Seymour Bernstein is an eloquent writer. His words are precise and economical, his rhythmic sentences lead you from one to the next easily, and the whole book is well structured. A prescriptive nonfiction is all about the balance between useful information and identifiable stories as examples. While this book tends to be heavier on stories and light on information in my opinion, transitions between these aspects flow well.
I also learned from this book that too eloquent a book that flows too easily makes a reader like me doubt its authenticity. I found myself wondering if the accuracy of his wisdom and convictions were not colored at all to beautify his prose.
And while I fully appreciate how the process of research back then must have been so much more laborious, the book refers very little to science or history, relying heavily on his personal convictions, interviews with his past mentors and peers, and his experience with his students. He does refer a bit to psychology (including Jung’s notion of collective consciousness), history (more on ancient Greece than music history), and neuroscience, I already found two errors in his mentions of brain regions after some Google search. What troubled me more, however, was that he had absolutely no need to mention these brain regions by name for the sake of his readers and points he was making. He referred to them to establish his authority over his readers. This was a big lesson I need to remember.

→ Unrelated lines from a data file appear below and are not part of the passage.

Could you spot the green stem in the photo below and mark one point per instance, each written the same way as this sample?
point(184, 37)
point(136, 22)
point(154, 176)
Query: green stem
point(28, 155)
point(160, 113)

I am more critical than necessary in reading this book, because I think of it as a prototype to some parts of my book. The book did give me a few useful information about what to focus on and how in my practicing. One was his use of weights around the wrists to experience the arm weights being applied to one’s playing (Chap. 7). The other was how one joint to be free, the bigger joints must be steady to provide support (Chap. 5). And the notion of breathing as a mean to heighten one’s feelings, and the idea of mind-body psychotherapy (a.k.a. bioenergetic therapy) was new to me (Chap. 4).
A few more words in support of this book. I appreciate that the author is genuinely good wiled about sharing his wisdom with a diverse and trans-generational readers. It is also encouraging that someone back n 1980’s also wanted to promote piano playing as a spiritual practice. And the message remain relevant. Ethan Hawke directed a documentary about Seymour Bernstein in “Seymour: An Introduction” to a critical acclaim.
My practicing the morning after reading this book (I read it in a day, granted with few very lightly skimmed chapters) was inspired. Reading about piano playing always felt unnecessary to me – like I knew about it already. I wish I could have read this book, and books like these, as an impressionable teenager.